The National Electrical Code (NEC) are standardized guidelines for electrical construction created by the National Fire Protection Association (NFPA). The NEC are guidelines, not laws. The NEC is adopted into law by states and local jurisdictions.
Different states adopt different versions of NEC guidelines as shown by NFPA NEC Enforcement.
The 2017 NEC is the base model code for the 2019 California Electrical Code (CEC) of the California Building Standards Commission (CBSC). CBSC adopt statewide ammendments to deal with statewide issues with the NEC.
California Building Standards Commission - Information Bulletin 20-01
Local authorities adopt statewise references with local ammendments to deal with local issues.
From San Jose, California - Code of Ordinances Title 24 - Technical Codes
24.01.233 - Electrical code.
"Electrical code" means the California Electric Code or CEC, 2019 edition, based on 2017 National Electric Code promulgated by the National Fire Protection Association, as amended and set forth in the California Building Standards Code,
24.06.100 - Adoption of technical provisions of CEC.
24.06.110 - Portions of CEC which are not approved, adopted or incorporated by reference.
This is a top-down, bottom-up approach.
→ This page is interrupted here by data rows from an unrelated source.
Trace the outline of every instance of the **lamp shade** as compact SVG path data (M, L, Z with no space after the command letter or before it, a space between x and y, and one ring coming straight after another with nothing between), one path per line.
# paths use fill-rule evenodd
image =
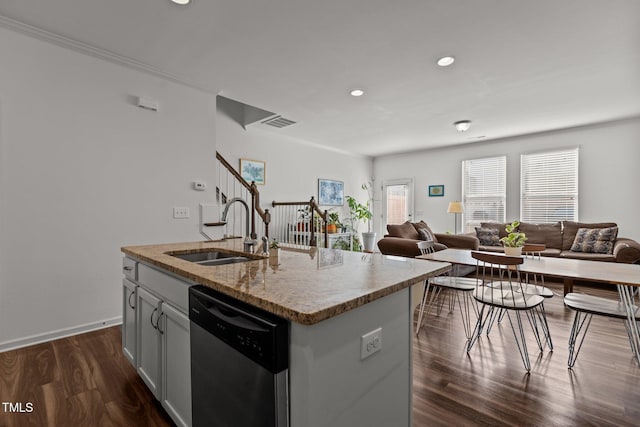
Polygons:
M462 203L460 202L449 202L449 207L447 208L447 213L462 213L464 210L462 209Z

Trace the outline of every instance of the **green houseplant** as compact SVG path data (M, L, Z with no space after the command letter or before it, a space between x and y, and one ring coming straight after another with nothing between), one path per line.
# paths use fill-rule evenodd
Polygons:
M327 233L337 233L342 228L340 223L340 214L338 212L329 212L329 221L327 222Z
M347 205L349 206L351 228L355 233L357 233L358 224L360 221L364 221L367 224L367 231L362 233L362 247L363 247L363 250L367 252L373 252L373 248L376 241L376 233L371 231L371 220L373 219L373 212L371 211L372 204L373 204L373 194L372 194L371 183L362 184L362 189L367 190L367 193L369 195L366 203L362 204L352 196L346 197ZM355 223L355 226L354 226L354 223Z
M508 233L500 241L504 246L505 255L520 256L522 255L522 247L527 240L527 236L524 233L518 231L520 221L513 221L511 224L507 224L505 231Z

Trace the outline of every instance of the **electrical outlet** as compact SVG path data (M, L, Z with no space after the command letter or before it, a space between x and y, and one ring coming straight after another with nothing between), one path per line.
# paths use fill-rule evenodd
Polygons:
M366 359L382 349L382 328L375 329L360 337L360 360Z
M173 217L175 219L189 218L189 208L187 207L173 208Z

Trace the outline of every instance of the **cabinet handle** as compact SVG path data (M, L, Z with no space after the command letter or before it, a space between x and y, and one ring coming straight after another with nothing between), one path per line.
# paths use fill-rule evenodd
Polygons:
M135 295L135 291L132 291L132 292L129 294L129 307L131 307L132 309L134 309L134 310L135 310L135 309L136 309L136 306L135 306L135 305L133 305L133 304L131 303L131 297L132 297L132 296L134 296L134 295Z
M162 319L162 316L164 316L164 311L160 312L160 316L158 316L158 321L156 322L156 326L158 329L158 332L160 332L160 335L164 335L164 331L162 329L160 329L160 319Z
M153 324L153 314L158 311L158 307L154 308L153 311L151 312L151 318L149 319L151 321L151 326L153 326L153 329L158 329L158 324Z
M133 267L125 266L125 267L122 267L122 269L124 271L131 271L131 270L133 270Z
Standards come from the top, but issues with these standards are found/tweaked at the local level. Local can only change local. Local ammendments will drive state ammendments. Hopefully, incorporated
at some point at the national level. Hence, revisions of NEC.
The use of all and some in the OP's question, implies there are some GFCI's in the home. The code does not require all GFCI protected outlets to be GFCI's. One GFCI can protect multiple downstream outlets.
Test these GFCI outlets and see if other outlets are powered. Plug a light into a non-GFCI outlet and press Test on GFCI. If lamp goes out, then it is powered by GFCI. Press Reset to reset GFCI.